Caitlin felt a chill. She positioned herself to make sure he could read her lips. “Do you mean the ocean?” she asked, as she repeated his signs for “big water.” Jacob visited the ocean several times a year with his grandparents on Long Island.
He nodded.
She relaxed a little. “Did you see the ocean when you were holding my hand?”
He shook his head no.
“Then how did you know it was the ocean?”
“It was really big and it was moving.”
“Moving—like waves on the beach?”
He shook his head again. “I have to work now, Mommy.”
He turned back to his schoolwork like a mini-Caitlin. She lingered a moment in case he decided to say more. When he did not, she bent over and gave him his good-night kiss, which he returned. Nothing about the event seemed to be bothering him and for that she was relieved, but his reaction still unnerved her. Why would he mention a wave? Had he somehow tapped into her visions?

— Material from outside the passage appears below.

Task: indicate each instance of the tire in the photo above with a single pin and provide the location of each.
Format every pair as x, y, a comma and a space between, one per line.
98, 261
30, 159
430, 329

Halfway down the stairs, heading out of her apartment, Caitlin remembered how she had once described psychiatry to Jacob: helping people hold their problems in the light until they solved them. Maybe he had simply sensed her preoccupation with the traumatized girls and went to a place where
The ground was shifting under Caitlin’s feet, more than it had when she was working with hundreds of people after the Phuket tsunami. Those were tragic multitudes; these were two girls, two individuals whom she knew and had spoken to. She was usually so balanced. If she suddenly wobbled, Jacob would surely feel it.
In the cab to the east side, Caitlin did some quick reading. Upon arriving at the Pawars’ apartment, she asked for a few minutes alone on the balcony before she saw Maanik. Kamala showed her outside and shut the door behind her. Caitlin looked at the lights of apartments and streetlamps rippling on the East River, looked up at sharp clouds slipping past a full, bright moon. Despite the fact that Ben was about to arrive, she felt strangely alone. Maybe it was because their history was like a circus act. Sometimes they were hanging from the same trapeze, sometimes they were on opposite ends of the tent, and sometimes they were plummeting toward the net. Their relationship wasn’t exactly something to hold on to.
Still, she was glad to see him standing before her when she went back into the apartment. He had a warm smile—a relaxed smile, for the first time in days—and a bag full of gadgets: video camera, backup sound recorder, and tablet.
“Good day?” she asked hopefully.
“Almost,” he whispered. “The representatives huddled separately so I didn’t have to interpret too much today.”
They set up the equipment in Maanik’s room and the girl watched them without comment; she seemed more distant than she’d been earlier, but not apprehensive. Resigned? Braced? It was difficult to tell.